Le Comité a également eu l’occasion, lors de cette session, de renforcer ses relations avec la société civile. Nous venons d’adopter un projet de document méthodologique qui va être mis en ligne pour une large consultation publique, afin d’obtenir les commentaires des organisations concernées, avant révision éventuelle et adoption définitive du texte à notre prochaine session. De même nous avons lancé un chantier parallèle pour préciser nos relations futures avec les INDH, après une séance de travail avec le représentant du CIC. Nous avons désigné en notre sein un rapporteur pour faire l’inventaire des bonnes pratiques et finaliser ce document qui sera discuté lors de notre 5° session.

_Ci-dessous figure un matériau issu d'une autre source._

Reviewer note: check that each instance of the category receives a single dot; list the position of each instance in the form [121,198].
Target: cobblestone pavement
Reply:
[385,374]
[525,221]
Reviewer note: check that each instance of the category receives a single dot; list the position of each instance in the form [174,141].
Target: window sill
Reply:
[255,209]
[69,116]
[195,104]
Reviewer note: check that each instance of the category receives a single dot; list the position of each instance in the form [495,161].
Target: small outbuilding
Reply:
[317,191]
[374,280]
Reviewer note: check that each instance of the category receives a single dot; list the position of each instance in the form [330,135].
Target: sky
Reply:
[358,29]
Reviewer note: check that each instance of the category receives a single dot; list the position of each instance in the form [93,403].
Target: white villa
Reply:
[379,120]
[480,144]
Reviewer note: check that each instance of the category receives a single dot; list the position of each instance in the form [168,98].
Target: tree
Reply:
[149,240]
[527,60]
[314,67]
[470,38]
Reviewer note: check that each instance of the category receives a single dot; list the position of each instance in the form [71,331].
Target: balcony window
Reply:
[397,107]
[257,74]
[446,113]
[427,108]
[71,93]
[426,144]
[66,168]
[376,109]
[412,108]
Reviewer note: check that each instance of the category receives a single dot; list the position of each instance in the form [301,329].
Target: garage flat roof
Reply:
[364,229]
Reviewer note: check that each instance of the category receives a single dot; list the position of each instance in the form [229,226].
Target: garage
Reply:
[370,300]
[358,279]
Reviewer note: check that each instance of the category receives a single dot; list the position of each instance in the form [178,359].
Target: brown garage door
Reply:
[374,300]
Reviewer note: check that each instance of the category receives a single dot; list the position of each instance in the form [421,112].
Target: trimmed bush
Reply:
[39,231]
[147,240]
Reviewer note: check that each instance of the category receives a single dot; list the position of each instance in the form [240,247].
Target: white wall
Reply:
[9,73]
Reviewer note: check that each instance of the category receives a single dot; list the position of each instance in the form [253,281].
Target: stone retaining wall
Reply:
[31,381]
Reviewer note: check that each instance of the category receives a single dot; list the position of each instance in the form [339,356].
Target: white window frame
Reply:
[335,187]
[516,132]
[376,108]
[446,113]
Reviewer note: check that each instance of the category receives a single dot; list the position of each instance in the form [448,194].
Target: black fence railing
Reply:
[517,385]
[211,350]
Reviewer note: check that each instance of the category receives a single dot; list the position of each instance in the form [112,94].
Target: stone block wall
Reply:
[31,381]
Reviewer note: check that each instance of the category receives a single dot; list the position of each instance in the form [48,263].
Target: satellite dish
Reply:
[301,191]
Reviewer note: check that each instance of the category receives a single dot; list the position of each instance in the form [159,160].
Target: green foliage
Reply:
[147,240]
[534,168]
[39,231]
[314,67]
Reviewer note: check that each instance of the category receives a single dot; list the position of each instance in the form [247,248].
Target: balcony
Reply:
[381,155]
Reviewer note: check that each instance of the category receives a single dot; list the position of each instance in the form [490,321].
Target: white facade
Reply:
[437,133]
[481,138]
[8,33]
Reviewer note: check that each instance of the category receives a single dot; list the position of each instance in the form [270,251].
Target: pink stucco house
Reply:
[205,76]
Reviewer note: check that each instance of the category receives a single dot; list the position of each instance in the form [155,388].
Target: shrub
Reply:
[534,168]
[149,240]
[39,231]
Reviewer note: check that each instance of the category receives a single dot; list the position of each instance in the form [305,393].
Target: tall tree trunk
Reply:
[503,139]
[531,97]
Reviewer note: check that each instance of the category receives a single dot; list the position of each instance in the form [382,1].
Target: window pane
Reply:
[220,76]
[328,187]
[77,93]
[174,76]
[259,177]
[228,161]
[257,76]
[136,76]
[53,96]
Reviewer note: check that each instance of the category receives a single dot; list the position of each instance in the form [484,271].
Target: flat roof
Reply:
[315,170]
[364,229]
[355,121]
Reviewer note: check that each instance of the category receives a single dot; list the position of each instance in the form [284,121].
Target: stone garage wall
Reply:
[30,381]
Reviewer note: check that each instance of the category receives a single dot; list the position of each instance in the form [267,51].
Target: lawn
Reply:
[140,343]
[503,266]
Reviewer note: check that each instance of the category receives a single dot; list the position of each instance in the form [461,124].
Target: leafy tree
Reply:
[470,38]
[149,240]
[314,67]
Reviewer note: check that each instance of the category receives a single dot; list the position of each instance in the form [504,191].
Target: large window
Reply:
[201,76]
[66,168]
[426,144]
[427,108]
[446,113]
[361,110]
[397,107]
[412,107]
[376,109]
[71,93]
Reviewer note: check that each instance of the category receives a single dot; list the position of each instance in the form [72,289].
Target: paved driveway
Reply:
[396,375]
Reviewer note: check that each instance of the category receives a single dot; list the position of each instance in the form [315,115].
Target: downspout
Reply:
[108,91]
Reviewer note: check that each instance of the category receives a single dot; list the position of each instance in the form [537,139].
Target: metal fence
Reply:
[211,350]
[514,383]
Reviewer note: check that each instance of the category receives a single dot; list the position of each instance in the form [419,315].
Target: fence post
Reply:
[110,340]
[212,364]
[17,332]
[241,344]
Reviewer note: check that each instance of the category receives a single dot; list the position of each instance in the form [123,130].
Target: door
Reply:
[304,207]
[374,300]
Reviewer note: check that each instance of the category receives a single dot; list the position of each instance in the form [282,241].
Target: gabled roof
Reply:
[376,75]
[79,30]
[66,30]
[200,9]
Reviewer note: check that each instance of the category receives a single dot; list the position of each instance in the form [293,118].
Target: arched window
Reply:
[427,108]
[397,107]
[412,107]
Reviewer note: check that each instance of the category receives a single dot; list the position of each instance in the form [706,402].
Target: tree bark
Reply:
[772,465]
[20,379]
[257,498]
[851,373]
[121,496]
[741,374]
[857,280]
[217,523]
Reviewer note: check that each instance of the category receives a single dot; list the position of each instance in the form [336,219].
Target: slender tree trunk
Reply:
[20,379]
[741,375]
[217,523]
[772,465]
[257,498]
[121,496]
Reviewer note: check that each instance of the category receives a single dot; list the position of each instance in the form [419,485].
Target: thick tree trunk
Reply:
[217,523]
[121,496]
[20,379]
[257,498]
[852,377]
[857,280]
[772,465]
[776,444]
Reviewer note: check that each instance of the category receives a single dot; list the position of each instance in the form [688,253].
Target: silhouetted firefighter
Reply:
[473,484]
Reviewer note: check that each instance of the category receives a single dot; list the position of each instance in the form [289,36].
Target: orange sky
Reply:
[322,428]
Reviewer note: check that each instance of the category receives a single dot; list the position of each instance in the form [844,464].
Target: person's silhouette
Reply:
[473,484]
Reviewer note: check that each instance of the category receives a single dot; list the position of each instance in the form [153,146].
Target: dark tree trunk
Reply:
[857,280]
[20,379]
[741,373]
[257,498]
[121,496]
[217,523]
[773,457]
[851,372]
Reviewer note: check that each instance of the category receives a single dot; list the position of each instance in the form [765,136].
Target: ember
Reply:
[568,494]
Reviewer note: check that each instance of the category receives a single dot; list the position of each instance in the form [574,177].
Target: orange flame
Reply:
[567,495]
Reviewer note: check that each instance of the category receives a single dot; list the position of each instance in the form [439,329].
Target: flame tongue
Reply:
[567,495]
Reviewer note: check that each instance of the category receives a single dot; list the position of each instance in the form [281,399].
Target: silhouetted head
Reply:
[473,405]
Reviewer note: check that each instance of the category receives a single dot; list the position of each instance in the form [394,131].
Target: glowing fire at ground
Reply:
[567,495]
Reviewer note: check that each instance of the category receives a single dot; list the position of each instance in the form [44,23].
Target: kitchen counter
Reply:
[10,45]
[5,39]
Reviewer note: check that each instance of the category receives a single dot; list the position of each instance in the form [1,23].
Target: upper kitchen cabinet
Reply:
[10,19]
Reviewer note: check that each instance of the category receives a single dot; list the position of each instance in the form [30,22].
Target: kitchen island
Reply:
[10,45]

Enfin nous avons réfléchi aux thèmes de nos débats futurs, en préparation de notre rencontre annuelle avec le Groupe de travail sur les disparitions forcées ou involontaires et à cet égard nous tenons à nous féliciter d’une coopération étroite avec le Groupe de travail, et notamment son président-rapporteur. Dans le même esprit, la présence hier dans cette salle de la présidente du CEDAW a permis d’esquisser des rapprochements entre les deux Comités, dans la logique de la récente observation générale du GTWEID sur les femmes et les disparitions forcées dont notre collègue Mme Suela Janina a suivi la genèse. Nous veillerons à développer de tels liens avec l’ensemble des organes conventionnels, en particulier le Comité des droits de l’homme et le CAT avec qui des contacts prometteurs ont déjà été établis.
Mesdames, messieurs,
II - Un temps fort de cette session a été notre réunion de travail avec les deux co-facilitateurs en charge de la résolution 66/254 de l’Assemblée générale, l’ambassadeur Greta Gunnarsdottir et l’ambassadeur Desra Percaya, venus à Genève pour des consultations avec le Haut-Commissariat et avec les organes de traités, en attendant la réunion annuelle des présidents de Comité qui aura lieu à New York, fin mai, à un moment crucial. Nos relations avec l’Assemblée générale sont prévues par la Convention qui est un traité à vocation universelle, adopté sous les auspices des Nations Unies. La Convention spécifie qu’un rapport annuel est présenté à l’Assemblée générale, faisant le bilan de nos activités, et nous donne – de manière tout à fait originale par rapport aux autres organes conventionnels – la possibilité de saisir l’Assemblée générale en vertu de l’article 34, face à une situation de violation systématique.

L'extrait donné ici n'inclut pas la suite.